Cela étant, les deux économies russe et algérienne présentent quelques différences notables. « Malgré les apparences, le tissu économique russe, découlant du modèle d’autosuffisance soviétique, est relativement diversifié », note ainsi une étude récente de la Banque française Natixis qui reconnaît toutefois que la « croissance économique russe reste largement tributaire des exportations de matières premières. » Aujourd’hui, la Russie est le second exportateur de pétrole dans le monde derrière l’Arabie Saoudite et sa part de marché mondiale ne cesse de progresser. Elle était de 5% en 1992, elle est de 10% aujourd’hui (16% pour l’Arabie Saoudite).

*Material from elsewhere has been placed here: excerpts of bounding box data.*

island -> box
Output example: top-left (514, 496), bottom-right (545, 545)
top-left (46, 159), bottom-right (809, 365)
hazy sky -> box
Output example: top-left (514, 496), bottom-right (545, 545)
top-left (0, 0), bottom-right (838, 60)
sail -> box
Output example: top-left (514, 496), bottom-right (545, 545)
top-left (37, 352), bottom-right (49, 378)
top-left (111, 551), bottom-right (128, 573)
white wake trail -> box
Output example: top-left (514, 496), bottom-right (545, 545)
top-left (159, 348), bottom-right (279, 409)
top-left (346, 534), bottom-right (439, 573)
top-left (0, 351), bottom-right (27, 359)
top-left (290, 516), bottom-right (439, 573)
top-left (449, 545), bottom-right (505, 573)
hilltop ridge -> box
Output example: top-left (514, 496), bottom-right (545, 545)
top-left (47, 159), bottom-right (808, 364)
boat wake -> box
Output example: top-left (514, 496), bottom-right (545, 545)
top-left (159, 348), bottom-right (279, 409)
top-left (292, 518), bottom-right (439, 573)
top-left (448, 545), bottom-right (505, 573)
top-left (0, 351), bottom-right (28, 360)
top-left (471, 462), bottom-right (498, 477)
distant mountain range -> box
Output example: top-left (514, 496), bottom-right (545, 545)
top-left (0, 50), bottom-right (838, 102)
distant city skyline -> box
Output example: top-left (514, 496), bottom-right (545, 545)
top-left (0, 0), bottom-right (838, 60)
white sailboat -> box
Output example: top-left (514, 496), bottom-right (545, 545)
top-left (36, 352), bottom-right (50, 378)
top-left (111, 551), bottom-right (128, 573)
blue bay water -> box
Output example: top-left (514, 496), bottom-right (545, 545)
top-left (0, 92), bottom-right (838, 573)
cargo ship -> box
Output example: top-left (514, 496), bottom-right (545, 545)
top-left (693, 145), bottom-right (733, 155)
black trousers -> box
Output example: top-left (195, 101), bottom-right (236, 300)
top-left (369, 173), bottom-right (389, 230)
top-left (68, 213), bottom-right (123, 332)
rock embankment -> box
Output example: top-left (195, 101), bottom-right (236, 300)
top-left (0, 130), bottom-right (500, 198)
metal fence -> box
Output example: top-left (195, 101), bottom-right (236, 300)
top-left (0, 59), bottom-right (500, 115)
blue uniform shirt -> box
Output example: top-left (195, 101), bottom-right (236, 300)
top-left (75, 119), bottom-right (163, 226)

Mais contrairement au cas algérien où les hydrocarbures restent le pivot essentiel de la création de richesses (ils représentent plus de 95% des recettes extérieures), les ventes à l’étranger de brut et de gaz russes ne comptent plus que pour 60% du total des exportations. Bien sûr, les métaux (aciers et non ferreux) et mines ont une part de 20% mais l’agroalimentaire, la mécanique et la chimie russes résistent encore assez bien et arrivent à maintenir leurs parts de marché mondiales. Plus important, Moscou mobilise d’importantes ressources pour mener à bien la diversification de son économie avec le lancement récent d’une Banque de développement destinée à financer les projets hors-hydrocarbures. De même, le gouvernement russe vient de décider la création d’une entreprise spécialisée dans les nanotechnologies.

De plus, la croissance économique russe (+8,1% en 2007 soit l’appréciation la plus forte du Produit intérieur brut en sept ans) repose aussi sur des moteurs internes très dynamiques dont la consommation des ménages qui progresse de 12% en moyenne depuis 2004 et dont la bonne tenue est favorisée par la hausse des salaires et la baisse du chômage. L’autre moteur interne de la croissance russe réside dans l’investissement dans les activités d’extraction mais aussi l’immobilier et les services.

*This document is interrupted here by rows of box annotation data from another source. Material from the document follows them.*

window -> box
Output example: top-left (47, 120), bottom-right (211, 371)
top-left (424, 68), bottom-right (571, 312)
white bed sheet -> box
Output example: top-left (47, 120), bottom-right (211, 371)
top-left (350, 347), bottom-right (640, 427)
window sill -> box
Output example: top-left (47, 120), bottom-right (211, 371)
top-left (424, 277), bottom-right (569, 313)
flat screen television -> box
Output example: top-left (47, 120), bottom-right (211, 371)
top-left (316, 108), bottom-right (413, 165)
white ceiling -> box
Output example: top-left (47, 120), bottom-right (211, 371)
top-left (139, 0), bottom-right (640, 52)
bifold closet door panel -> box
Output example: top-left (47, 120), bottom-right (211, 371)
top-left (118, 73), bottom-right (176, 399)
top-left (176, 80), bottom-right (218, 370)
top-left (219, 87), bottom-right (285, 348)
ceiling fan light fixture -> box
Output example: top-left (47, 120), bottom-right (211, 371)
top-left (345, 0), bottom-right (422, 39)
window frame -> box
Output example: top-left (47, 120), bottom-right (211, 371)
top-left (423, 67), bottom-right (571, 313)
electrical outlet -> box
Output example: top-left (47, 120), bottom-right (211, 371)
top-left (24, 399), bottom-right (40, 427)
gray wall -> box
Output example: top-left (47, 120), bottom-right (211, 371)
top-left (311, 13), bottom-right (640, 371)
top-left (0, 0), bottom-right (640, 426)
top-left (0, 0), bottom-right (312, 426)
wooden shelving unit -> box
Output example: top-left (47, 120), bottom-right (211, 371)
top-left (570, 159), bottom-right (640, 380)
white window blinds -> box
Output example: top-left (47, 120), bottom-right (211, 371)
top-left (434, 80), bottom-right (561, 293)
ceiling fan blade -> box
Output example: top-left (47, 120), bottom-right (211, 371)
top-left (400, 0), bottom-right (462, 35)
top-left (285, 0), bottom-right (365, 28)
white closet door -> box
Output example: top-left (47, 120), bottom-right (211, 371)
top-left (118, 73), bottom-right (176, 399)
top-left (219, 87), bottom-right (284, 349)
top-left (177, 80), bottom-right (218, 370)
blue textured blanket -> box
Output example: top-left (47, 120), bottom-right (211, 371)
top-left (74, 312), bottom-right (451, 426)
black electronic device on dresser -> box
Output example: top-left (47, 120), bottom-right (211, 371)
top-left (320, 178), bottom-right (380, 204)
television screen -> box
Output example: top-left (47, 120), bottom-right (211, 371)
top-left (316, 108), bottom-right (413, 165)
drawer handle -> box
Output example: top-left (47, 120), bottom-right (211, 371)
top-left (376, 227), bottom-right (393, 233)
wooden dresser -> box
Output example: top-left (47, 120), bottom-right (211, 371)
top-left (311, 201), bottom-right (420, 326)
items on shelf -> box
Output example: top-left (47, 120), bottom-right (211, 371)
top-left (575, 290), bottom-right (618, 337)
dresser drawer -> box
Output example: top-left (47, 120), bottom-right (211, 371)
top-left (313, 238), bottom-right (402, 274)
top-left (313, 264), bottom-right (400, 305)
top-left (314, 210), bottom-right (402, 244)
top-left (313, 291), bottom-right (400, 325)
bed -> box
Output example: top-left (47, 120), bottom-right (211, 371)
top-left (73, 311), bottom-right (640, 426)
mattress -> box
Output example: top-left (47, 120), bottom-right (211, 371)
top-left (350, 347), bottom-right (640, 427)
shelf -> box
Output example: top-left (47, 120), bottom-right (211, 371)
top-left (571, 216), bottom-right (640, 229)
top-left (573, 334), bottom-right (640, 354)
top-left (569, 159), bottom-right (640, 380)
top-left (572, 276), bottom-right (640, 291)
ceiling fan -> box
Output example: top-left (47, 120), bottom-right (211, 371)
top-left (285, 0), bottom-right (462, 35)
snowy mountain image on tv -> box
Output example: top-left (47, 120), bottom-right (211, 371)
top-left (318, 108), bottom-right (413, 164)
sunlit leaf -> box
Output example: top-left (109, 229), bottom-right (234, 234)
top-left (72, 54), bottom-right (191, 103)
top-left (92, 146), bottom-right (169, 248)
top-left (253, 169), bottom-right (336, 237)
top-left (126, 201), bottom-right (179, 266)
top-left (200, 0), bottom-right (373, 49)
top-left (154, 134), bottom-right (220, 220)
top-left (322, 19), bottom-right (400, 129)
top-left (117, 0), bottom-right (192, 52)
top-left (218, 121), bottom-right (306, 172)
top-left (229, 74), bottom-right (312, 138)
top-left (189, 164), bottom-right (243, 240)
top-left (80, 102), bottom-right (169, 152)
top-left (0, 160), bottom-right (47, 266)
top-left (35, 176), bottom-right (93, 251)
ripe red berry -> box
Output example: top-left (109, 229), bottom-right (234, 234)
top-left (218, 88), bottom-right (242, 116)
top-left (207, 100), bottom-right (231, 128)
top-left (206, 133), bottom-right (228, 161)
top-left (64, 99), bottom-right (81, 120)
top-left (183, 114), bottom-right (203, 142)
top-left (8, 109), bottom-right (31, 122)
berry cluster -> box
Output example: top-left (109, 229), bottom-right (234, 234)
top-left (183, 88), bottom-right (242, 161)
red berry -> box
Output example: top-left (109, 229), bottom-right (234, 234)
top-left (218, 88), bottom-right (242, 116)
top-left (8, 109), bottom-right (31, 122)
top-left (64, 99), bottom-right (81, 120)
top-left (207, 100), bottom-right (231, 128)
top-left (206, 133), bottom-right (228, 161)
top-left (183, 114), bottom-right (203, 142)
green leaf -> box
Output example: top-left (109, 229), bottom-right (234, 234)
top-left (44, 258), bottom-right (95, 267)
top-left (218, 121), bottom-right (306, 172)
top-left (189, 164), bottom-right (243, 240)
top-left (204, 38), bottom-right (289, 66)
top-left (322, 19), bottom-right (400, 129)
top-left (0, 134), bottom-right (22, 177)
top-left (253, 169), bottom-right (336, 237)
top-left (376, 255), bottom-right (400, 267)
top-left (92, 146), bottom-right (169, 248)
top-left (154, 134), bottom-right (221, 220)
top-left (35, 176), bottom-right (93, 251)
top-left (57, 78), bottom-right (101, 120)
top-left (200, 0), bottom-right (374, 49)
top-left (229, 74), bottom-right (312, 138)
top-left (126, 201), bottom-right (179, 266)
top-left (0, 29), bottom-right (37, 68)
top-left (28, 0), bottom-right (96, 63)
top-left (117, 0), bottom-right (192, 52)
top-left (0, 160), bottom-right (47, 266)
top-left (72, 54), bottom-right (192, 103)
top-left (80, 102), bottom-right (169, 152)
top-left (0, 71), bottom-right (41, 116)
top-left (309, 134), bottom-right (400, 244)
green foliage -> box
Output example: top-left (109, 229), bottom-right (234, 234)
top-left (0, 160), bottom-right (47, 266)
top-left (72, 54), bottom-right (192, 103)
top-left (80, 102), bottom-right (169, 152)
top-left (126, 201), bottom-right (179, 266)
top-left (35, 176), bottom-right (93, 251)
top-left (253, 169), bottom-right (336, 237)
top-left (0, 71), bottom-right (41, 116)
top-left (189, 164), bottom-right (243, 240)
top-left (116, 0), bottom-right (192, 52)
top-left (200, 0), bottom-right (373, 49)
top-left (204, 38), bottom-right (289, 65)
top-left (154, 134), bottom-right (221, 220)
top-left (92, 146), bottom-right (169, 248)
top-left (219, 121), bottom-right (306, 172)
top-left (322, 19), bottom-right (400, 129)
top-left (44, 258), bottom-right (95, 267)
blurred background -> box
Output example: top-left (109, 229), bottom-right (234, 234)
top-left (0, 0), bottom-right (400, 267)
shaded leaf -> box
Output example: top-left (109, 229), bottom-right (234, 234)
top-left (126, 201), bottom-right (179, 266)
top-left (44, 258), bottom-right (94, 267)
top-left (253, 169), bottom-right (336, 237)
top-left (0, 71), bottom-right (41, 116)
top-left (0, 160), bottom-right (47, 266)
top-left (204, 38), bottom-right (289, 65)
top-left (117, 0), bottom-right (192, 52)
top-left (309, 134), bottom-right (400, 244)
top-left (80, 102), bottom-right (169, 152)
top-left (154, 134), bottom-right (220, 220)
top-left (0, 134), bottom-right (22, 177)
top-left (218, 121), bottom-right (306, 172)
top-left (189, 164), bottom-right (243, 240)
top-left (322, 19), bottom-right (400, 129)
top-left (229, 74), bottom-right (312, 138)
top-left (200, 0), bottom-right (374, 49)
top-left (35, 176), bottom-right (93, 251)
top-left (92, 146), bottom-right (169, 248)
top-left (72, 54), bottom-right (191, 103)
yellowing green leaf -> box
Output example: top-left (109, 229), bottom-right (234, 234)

En terme de similitudes, Algérie et Russie souffrent du même syndrome de « l’import-import », le boom des importations en Russie ayant même pour effet de rogner l’excédent courant. « La forte accélération des importations stimulées par une demande intérieure dynamique témoigne de la faible capacité de l’industrie manufacturière russe à faire face à la concurrence des produits importés », notent encore les experts de Natixis.

Enfin, il est deux domaines où l’économie algérienne fait mieux que son homologue russe. D’abord, l’inflation est mieux maîtrisée en Algérie qu’en Russie. Ensuite, si les deux pays ont profité de la manne des hydrocarbures pour réduire leur endettement extérieur (34 milliards de dollars pour la Russie, près de 5 milliards de dollars pour l’Algérie), la Russie inquiète tout de même la communauté financière en raison de l’importance de son endettement privé (403 milliards de dollars pour les banques et les entreprises). Certes, il s’agit d’une dette plus ou moins à long terme mais le fait que 80% de ses encours soient libellés en devises étrangères fait peser un risque de défaut non négligeable surtout en cas de retournement de la conjoncture pétrolière. En ce sens, la prudence algérienne en matière d’endettement extérieur du secteur privé est à saluer.